WORTH THE PRICE: A crisp Benjamin is no small ask for a bottle of middle-aged rye whiskey. But, as I’ve said multiple times now, this is more than just an age statement and a proof point. It’s another totally unique offering from a giant of the industry that isn’t known for shaking things up in their portfolio. Rye lovers, in particular, will find value in a rare glimpse at how Heaven Hill manages a higher rye style of rye whiskey.
BOTTLE, BAR OR BUST: Bottle. While this is the least grain-to-glassy of the trio (with the least amount of Beck’s 6158 corn in the recipe), the quality of the final product and the uniqueness of the recipe make it a worthy addition to the home bar. A conversation bottle, to be sure.
OVERALL: Willett, Old Forester, Castle & Key (and probably others I’m forgetting) have already started moving away from the classic Kentucky rye style, which typically uses the most corn legally allowed (up to 49%) to ensure optimum sweetness. Now Heaven Hill is joining in with its new take on Kentucky rye, a big departure from Rittenhouse or Pikesville.
The aroma is subdued for cask strength with grassy notes of pine needle, eucalyptus, and chocolate mint.
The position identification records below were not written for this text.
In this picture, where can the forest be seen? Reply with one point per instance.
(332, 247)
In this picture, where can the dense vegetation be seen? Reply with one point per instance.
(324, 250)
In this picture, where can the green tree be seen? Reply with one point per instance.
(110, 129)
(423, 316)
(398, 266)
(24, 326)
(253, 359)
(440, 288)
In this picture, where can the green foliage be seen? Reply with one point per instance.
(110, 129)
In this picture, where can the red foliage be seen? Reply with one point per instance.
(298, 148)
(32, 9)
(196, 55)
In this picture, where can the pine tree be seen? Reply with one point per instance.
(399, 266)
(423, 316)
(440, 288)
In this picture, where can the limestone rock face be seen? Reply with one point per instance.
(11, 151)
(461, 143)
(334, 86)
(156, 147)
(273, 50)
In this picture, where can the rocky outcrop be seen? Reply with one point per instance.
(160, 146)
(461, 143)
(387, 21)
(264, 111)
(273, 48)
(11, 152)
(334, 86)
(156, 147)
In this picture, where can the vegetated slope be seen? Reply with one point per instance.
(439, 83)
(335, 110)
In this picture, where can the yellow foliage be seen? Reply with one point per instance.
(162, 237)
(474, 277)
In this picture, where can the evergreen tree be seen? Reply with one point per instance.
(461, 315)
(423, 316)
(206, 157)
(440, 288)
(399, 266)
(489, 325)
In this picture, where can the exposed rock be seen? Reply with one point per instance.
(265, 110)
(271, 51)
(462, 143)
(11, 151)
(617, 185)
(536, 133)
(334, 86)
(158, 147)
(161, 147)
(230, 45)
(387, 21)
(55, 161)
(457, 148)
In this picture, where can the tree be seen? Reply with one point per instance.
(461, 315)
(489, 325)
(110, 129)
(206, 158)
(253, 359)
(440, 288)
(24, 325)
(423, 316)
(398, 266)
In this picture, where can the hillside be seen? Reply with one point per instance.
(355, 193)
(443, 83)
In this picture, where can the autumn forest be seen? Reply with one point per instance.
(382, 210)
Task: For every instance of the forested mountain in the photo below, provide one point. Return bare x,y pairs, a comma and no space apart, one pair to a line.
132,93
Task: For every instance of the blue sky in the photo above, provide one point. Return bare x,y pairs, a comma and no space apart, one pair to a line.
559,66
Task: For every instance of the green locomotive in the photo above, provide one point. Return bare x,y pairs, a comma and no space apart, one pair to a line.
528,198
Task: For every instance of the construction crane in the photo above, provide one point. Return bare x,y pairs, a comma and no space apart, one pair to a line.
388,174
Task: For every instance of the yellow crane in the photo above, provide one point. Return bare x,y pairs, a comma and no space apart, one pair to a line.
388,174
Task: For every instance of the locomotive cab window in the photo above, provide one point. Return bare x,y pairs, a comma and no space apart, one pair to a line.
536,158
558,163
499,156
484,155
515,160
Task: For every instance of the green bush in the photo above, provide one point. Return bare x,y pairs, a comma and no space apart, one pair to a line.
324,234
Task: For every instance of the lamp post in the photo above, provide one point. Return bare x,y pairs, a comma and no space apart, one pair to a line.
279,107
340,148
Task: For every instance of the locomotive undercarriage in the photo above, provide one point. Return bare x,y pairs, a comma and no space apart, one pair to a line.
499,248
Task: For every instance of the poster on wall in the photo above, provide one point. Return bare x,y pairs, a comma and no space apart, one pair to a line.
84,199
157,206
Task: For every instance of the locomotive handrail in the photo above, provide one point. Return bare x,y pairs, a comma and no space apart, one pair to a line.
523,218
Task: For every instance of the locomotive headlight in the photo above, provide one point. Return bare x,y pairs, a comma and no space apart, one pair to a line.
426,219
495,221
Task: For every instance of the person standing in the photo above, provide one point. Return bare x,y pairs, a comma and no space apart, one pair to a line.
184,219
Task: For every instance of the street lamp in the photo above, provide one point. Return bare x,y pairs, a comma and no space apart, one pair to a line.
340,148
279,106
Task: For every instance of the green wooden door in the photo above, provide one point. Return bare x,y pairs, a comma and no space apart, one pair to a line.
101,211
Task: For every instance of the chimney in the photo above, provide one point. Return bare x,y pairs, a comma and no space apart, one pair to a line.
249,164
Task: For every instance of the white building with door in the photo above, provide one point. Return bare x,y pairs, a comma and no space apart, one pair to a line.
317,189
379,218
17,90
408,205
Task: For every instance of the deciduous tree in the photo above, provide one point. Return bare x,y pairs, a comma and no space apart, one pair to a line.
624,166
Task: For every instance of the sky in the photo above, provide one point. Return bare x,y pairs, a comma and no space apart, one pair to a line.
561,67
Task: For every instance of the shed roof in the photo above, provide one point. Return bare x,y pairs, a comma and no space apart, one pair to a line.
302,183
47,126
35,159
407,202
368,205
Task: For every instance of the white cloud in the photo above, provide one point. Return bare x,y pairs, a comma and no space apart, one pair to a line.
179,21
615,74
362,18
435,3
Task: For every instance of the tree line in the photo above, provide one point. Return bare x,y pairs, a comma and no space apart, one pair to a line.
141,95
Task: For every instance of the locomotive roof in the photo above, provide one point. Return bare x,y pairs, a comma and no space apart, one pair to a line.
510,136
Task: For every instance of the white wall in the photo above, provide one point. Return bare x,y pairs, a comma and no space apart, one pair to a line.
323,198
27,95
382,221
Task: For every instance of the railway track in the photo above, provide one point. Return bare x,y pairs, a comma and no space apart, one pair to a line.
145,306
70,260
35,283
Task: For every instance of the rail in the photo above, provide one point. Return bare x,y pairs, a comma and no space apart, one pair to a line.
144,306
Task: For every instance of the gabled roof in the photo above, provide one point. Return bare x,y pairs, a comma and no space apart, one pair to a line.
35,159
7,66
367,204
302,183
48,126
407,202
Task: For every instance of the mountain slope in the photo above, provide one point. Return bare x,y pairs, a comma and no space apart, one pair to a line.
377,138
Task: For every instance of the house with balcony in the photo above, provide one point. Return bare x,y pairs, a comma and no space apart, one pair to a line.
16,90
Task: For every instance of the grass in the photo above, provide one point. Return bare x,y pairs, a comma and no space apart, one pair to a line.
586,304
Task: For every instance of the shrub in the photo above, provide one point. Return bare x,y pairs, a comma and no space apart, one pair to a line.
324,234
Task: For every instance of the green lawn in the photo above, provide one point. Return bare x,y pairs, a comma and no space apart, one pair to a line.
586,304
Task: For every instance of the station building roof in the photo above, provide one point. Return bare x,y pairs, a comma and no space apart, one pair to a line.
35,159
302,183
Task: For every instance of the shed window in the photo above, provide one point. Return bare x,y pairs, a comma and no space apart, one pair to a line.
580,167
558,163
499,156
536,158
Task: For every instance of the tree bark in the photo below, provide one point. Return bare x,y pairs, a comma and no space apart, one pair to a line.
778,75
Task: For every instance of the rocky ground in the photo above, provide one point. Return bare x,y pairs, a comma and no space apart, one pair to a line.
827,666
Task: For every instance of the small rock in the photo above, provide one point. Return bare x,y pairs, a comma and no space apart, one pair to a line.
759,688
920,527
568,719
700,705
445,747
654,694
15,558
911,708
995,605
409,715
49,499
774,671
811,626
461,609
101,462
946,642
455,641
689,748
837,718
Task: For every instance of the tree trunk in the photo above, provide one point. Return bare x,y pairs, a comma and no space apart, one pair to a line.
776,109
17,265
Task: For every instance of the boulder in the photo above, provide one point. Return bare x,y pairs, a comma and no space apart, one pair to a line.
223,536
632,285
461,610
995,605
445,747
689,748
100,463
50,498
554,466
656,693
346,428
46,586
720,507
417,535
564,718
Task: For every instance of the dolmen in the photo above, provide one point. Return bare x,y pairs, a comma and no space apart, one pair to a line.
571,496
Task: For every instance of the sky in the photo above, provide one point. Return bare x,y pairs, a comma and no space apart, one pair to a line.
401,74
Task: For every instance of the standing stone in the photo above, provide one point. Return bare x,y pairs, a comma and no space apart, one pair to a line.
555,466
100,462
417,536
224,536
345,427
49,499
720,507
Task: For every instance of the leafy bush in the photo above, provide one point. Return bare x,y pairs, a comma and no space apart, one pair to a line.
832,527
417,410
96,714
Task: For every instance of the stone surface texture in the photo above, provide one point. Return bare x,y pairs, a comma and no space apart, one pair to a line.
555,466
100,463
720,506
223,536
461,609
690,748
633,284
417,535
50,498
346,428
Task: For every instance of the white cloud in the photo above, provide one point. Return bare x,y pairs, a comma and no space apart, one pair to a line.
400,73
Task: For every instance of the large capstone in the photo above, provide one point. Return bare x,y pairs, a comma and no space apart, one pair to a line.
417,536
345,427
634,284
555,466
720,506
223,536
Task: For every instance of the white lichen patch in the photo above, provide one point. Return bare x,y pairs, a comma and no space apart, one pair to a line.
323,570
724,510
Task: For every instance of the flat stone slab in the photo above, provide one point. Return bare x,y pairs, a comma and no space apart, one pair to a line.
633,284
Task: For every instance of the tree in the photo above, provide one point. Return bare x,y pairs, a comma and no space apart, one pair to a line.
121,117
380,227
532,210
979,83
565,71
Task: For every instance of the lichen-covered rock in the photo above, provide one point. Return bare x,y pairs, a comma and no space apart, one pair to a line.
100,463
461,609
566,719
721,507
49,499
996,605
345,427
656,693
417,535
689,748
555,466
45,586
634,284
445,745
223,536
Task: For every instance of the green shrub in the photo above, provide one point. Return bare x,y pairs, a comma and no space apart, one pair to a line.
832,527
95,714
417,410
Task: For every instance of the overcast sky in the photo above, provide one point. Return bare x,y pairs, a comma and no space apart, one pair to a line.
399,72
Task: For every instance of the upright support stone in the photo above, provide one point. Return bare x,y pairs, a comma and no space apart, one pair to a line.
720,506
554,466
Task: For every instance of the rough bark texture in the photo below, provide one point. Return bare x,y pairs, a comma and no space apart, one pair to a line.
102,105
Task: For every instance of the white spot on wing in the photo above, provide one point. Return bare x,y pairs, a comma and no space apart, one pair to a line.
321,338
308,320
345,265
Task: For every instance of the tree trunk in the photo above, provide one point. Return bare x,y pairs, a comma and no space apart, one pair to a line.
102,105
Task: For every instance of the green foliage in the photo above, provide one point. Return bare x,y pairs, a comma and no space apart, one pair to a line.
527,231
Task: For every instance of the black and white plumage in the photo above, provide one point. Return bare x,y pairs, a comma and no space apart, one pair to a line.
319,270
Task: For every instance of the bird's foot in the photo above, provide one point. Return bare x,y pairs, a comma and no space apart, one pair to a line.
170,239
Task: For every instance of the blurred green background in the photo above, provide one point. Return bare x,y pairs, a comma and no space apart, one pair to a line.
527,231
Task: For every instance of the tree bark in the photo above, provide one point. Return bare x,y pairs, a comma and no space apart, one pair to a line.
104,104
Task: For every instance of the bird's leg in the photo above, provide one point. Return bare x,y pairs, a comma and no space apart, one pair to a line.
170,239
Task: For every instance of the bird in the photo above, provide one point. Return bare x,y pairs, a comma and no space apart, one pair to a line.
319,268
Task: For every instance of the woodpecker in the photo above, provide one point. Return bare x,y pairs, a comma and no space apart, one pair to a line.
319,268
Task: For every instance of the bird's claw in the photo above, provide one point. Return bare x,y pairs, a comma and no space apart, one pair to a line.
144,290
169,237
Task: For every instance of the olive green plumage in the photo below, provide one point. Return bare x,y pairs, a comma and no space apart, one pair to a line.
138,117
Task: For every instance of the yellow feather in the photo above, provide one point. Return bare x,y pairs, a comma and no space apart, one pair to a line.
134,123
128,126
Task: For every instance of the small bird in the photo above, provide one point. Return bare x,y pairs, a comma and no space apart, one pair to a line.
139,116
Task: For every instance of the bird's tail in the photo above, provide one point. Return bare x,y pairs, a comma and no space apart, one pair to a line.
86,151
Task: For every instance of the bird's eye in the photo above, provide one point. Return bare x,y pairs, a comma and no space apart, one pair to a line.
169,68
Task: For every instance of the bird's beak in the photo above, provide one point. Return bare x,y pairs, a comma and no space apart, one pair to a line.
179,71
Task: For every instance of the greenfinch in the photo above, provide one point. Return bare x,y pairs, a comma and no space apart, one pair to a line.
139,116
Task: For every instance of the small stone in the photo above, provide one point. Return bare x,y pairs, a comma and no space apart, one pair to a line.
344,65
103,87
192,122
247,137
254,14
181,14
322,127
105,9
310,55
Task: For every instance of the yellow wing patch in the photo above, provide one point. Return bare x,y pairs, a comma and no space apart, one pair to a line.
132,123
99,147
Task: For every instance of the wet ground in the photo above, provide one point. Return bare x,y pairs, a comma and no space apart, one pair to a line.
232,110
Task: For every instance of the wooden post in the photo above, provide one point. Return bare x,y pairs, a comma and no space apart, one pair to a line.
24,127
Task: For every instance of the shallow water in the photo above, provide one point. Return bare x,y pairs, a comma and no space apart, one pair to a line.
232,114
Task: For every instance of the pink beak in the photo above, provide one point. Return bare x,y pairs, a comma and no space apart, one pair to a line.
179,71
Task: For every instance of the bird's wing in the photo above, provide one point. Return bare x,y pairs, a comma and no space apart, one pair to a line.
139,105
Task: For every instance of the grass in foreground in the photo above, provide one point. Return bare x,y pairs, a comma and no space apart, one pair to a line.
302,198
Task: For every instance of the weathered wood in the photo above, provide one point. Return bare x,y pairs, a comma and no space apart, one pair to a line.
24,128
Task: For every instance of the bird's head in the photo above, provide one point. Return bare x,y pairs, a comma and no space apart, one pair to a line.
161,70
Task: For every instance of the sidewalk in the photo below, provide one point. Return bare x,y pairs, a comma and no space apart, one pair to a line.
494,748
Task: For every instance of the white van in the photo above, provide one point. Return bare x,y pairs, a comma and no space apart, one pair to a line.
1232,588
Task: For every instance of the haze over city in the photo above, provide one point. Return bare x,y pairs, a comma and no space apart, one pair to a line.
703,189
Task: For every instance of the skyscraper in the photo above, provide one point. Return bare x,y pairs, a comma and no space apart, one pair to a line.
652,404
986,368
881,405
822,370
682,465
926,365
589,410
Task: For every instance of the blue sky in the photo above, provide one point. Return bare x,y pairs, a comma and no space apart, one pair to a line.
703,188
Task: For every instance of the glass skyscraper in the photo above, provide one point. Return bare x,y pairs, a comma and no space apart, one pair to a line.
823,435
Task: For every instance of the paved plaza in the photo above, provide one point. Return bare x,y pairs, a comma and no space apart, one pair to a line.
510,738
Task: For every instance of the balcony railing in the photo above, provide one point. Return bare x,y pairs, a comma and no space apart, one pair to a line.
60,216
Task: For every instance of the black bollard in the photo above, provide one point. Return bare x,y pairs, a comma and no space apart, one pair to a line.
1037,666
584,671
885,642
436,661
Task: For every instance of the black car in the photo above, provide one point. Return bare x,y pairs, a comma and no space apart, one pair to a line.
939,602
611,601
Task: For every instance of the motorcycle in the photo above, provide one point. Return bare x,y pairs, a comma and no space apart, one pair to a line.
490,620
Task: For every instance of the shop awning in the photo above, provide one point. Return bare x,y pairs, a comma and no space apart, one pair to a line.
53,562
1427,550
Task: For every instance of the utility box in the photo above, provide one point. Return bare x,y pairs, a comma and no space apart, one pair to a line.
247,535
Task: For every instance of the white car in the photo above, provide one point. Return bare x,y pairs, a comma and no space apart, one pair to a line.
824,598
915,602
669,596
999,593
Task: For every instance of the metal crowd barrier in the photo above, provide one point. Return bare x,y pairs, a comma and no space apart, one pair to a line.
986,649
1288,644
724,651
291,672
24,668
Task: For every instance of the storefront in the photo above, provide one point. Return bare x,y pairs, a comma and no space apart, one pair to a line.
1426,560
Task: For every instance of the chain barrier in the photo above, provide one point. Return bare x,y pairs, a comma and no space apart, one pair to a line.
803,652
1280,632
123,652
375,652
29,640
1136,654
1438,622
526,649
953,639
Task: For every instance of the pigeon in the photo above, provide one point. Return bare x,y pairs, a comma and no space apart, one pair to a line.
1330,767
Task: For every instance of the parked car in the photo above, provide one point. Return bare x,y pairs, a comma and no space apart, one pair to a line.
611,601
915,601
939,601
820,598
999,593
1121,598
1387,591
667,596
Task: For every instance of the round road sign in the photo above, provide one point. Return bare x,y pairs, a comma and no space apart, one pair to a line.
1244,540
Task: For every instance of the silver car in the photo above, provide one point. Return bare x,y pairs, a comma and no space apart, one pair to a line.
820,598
As it opens, more of the barrel comes into play with a touch of baking spice and chocolate, but it almost seems to get brighter and more crisp. The palate starts with a bracing freshness, a gale-force gust of wintergreen and menthol that turns to toffee and dark caramels on the mid-palate but never strays far from its minty foundation. Unsurprisingly, there’s a lot of spice at work here, but outside of the initial kick, things are mostly soothing and warm, simmering well into a finish of clove-studded orange, dry oak, and green tea.
This is probably the most unique offering in the Grain to Glass lineup, not least because it’s the only true cask strength expression. At this proof, it won’t be an everyday sipper (for most), but on those special occasions when you bring it off the shelf, it’s sure to impress rye lovers and start a fun conversation.
The first edition of Heaven Hill Grain to Glass Kentucky Straight Rye Whiskey aged for six years in rickhouse W3 on the third, fourth and fifth floors. It was bottled at barrel proof without chill filtration at 123.2 proof. The corn seed varietal chosen for this release was Beck’s 6158.
Disclaimer: Bourbon & Banter received a sample of this product from the brand for review. We appreciate their willingness to allow us to review their products with no strings attached. Thank you.